Are Fish and Plants on Antidepressants?

Prozac: an antidepressant with Fluoxetine. Image courtesy of Wikipedia Commons
Prozac: an antidepressant with Fluoxetine.  Image courtesy of Wikipedia Commons.

Prozac: an antidepressant with Fluoxetine. Image courtesy of Wikipedia Commons.

What happens when people take prescribed medications?  The obvious, immediate effect is helping the person with their ailment, but unfortunately, drugs are also getting into the environment through wastewater and are harming aquatic life.  When people are prescribed pharmaceuticals, the patients’ assumptions are that their bodies absorb all of the chemicals and that is what causes them to feel better.  In actuality, the body usually interacts with the medication, but the active chemical can sometimes remain undisturbed and is eventually secreted from the body as waste in the bathroom.  The water is then treated, but not on a small enough scale to filter out most pharmaceuticals.  Once the wastewater is integrated into lakes and streams, the drugs are still present in the water and wildlife is exposed to human medication.

One type of drug that is consistently found in aquatic environments is fluoxetine.  Fluoxetine is the active ingredient is Prozac, an antidepressant medication that can also be used to reduce the negative symptoms of anxiety and obsessive-compulsive disorders on patients.  Fluoxetine works by increasing the activity of serotonin in the brain, a chemical responsible for giving people a sense of happiness.

When aquatic animals are exposed to fluoxetine, serotonin activity is not the only body function altered, unlike in humans.  In a study done by Maria Gonzalez-Rey, a researcher at the Center for Marine and Environment Research in Portugal, mussels exposed to fluoxetine and other commonly found drugs in the environment had complications that resulted in DNA damage and growth problems.  Medications are tailored to alter the chemicals in the human body, but as seen with mussels in particular, the same chemicals can also affect animal differently.

Fluoxetine accumulates in fish’s livers, brains, and muscles where it not only alters their bodies physically on a small, molecular scale with DNA, as previously discussed, but also has huge effects on their mood as a side effect.  Male fish were observed to be more aggressive, seek isolation, and continuously do repetitive behaviors. Since the males were so aggressive, reproduction became limited and many of the female fish died.  Additionally, when the animals were exposed to just fluoxetine, the anxiety levels were altered.  This has the potential to be tragic because the animals will have decreased perceptions of threats and become targets in the food chain.
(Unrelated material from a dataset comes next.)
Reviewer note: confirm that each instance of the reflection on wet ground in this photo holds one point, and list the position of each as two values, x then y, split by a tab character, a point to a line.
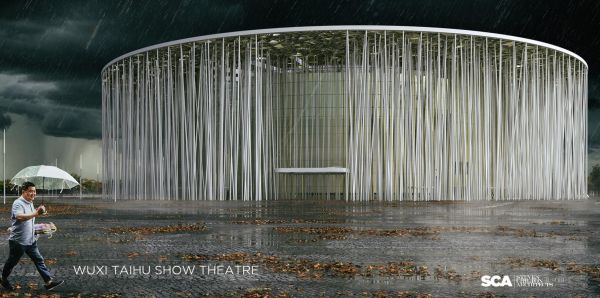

Are these experiments actually representative of what happens in the environment?  While it seems like these responses from animals are drastic, proper dosages that are actually observed in nature were used.  One of the major problems with fluoxetine in the environment is that it does not break down easily.  When testing many types of pharmaceuticals in water, fluoxetine had the longest attenuation rate, which means that it does not break down as fast as other pharmaceuticals found in the water.  So as more people are prescribed Prozac, fluoxetine accumulates in the environment causing concentrations to rise.

After traveling through streams and rivers, fluoxetine can then gather in soil and can be taken up by plants.  In a study used to test how fast pharmaceuticals break down in soil, fluoxetine was one of the most persistent and was still completely present after 40 days.  The plants growing in the soil then incorporate fluoxetine in their roots.

Fluoxetine in plants can have a huge effect on humans.  Since one of the main sources of nutrients for people is through plants, people can indirectly consume this medication.  Fluoxetine was notably present in roots, which people eat regularly in beets, carrots, and potatoes.  In order for a human to consume fluoxetine through food, the soil would have to be contaminated, but even then the concentrations would not be as high as an actual prescribed dosage.  In the future, as contamination increases, the concentration will increase and people will be more at risk.

Unfortunately, fluoxetine is not the only medication that is accumulating in the environment.  There are antibiotics, anti-convulsants, hormones such as estrogen, and mood stabilizers in addition to antidepressants.  This accumulation of medications in water calls for the improvement of water treatment filtration.  Since people need medication, the only viable solution is to fix the filtration systems.  Some cities are starting to reuse waste water and redistribute as drinking water, which poses a huge threat to humans when there are residues of old medication still present.  The problem of pharmaceuticals not being properly filtered out through water treatment facilities is already harming the environment and aquatic organisms, but is beginning to pose a threat to humans as well.